Airports with a Weather Station

To check if a predicate exists for a given node, the has(...) function can be used. In the example we check, if a Node of type Airport has a predicate has_weather_station:

{
  q(func: type(Airport), first: 5) @filter(has(has_weather_station)) {
    airport.airport_id
    airport.name
    has_weather_station {
      station.name
      station.elevation
    }
  }
}

Results

{
  "data": {
    "q": [
      {
        "airport.airport_id": "10234",
        "airport.name": "Arvidsjaur Airport",
        "has_weather_station": [
          {
            "station.name": "CORNELIA",
            "station.elevation": 441
          }
        ]
      },
      {
        "airport.airport_id": "10247",
        "airport.name": "Anaktuvuk Pass Airport",
        "has_weather_station": [
          {
            "station.name": "ANAKTUVUK PASS",
            "station.elevation": 642
          }
        ]
      },
      {
        "airport.airport_id": "10276",
        "airport.name": "Thomas C. Russell Field",
        "has_weather_station": [
          {
            "station.name": "ALEXANDER/RUSSEL",
            "station.elevation": 209
          }
        ]
      },
      {
        "airport.airport_id": "10317",
        "airport.name": "Lima Allen County",
        "has_weather_station": [
          {
            "station.name": "LIMA",
            "station.elevation": 296
          }
        ]
      },
      {
        "airport.airport_id": "10376",
        "airport.name": "Amami",
        "has_weather_station": [
          {
            "station.name": "AHOSKIE/TRI COUN",
            "station.elevation": 21
          }
        ]
      }
    ]
  },
  "extensions": {
    "server_latency": {
      "processing_ns": 16999100,
      "total_ns": 16999100
    },
    "txn": {
      "start_ts": 10068
    },
    "metrics": {
      "num_uids": {
        "airport.airport_id": 5,
        "airport.name": 5,
        "dgraph.type": 0,
        "has_weather_station": 10,
        "station.elevation": 5,
        "station.name": 5
      }
    }
  }
}

Conclusion

That's it for now!

It was fun to play around with a new technology, which takes different approaches to data management.

I initially had problems to grasp GraphQL as a query language for Dgraph and it took quite some time to come up with the queries.
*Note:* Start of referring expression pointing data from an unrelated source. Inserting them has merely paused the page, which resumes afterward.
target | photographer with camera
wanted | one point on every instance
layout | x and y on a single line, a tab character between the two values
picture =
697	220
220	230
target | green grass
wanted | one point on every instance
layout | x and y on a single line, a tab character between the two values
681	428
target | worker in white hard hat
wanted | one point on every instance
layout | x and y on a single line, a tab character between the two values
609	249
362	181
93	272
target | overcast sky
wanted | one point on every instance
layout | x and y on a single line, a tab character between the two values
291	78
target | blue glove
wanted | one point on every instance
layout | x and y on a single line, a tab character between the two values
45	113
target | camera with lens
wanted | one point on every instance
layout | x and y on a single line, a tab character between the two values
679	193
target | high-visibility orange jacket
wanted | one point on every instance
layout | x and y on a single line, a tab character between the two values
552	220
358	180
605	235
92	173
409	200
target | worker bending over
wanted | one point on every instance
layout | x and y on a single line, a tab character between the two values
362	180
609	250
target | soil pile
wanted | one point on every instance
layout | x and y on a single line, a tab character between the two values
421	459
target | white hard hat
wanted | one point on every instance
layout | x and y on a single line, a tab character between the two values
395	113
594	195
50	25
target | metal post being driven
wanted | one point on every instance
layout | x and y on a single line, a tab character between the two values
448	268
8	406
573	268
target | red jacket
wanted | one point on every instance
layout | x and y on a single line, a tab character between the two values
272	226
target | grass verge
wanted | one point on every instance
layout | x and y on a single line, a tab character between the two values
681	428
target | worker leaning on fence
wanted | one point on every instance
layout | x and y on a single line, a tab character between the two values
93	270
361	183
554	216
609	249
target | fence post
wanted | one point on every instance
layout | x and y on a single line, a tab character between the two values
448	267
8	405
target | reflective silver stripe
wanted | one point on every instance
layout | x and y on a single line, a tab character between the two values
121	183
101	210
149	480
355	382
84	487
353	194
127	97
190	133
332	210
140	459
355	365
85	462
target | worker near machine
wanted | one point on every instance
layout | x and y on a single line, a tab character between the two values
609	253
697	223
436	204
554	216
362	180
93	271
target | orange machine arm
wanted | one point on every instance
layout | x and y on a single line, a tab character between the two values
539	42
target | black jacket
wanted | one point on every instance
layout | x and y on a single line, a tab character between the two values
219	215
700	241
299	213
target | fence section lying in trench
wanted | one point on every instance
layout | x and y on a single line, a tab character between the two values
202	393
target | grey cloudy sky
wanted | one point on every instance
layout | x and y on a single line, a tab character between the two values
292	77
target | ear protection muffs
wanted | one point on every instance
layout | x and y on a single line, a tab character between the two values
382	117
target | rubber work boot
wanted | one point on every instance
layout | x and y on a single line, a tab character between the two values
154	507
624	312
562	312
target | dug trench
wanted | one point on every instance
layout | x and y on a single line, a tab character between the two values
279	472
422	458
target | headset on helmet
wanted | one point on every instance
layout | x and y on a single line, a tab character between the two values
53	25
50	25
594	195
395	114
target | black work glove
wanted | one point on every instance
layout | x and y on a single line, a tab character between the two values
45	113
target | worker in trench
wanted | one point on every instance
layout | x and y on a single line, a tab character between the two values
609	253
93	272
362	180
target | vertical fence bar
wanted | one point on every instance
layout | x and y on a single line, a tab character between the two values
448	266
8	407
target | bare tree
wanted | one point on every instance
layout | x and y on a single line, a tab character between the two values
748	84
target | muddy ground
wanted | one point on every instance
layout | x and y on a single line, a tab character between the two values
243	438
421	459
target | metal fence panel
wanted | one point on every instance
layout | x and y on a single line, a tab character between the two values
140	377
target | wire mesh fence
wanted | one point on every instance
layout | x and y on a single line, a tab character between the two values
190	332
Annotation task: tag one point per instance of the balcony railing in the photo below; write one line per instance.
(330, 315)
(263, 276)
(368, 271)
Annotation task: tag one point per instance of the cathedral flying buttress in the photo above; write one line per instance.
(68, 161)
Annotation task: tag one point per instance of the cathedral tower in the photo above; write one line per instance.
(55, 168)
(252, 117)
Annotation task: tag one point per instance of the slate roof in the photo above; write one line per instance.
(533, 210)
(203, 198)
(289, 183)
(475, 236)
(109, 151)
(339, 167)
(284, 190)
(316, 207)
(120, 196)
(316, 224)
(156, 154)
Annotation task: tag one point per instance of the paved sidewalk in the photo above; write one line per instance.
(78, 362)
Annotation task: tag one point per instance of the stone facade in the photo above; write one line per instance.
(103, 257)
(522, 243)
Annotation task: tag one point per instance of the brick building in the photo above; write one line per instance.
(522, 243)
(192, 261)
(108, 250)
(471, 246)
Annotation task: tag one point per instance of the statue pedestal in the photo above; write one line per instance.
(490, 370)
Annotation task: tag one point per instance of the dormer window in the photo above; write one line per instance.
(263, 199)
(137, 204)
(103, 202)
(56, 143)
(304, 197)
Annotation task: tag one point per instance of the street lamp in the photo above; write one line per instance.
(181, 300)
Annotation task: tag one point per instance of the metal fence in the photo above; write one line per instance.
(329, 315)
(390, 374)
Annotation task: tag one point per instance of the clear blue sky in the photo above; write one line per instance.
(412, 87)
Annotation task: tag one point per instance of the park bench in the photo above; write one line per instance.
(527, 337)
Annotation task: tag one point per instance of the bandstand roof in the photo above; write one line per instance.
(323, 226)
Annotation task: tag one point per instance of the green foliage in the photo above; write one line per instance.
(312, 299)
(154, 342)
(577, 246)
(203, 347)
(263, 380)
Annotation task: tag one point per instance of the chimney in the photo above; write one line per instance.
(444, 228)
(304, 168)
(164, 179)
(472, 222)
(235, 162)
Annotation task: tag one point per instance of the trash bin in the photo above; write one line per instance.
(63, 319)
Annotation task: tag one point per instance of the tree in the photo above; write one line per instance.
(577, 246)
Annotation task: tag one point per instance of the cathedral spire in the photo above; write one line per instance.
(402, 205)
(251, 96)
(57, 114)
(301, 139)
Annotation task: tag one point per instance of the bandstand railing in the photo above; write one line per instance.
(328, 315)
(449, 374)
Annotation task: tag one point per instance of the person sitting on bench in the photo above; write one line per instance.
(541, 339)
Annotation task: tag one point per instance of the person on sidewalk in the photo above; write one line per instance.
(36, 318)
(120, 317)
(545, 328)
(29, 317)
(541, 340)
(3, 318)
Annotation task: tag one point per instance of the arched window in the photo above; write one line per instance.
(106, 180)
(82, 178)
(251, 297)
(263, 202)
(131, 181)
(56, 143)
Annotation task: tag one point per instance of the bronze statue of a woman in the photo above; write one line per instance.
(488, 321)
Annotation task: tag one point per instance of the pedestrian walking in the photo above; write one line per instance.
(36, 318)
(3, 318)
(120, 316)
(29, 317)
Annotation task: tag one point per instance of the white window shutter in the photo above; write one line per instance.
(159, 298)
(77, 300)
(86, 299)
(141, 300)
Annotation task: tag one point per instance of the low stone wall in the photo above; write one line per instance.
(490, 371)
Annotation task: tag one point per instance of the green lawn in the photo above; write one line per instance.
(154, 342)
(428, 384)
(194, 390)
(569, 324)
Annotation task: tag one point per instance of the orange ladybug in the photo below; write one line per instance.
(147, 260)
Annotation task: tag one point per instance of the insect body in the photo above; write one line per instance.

It was actually easier for me to get started with SPARQL, which might be due to it being close to SQL.

Actually running a local Dgraph database and importing the RDF data was a no-brainer. The Bulk Import was very fast, although I didn't tune a thing and imported close to a billion RDF statements to Dgraph.

There is so much more to explore with Dgraph, but time is so limited.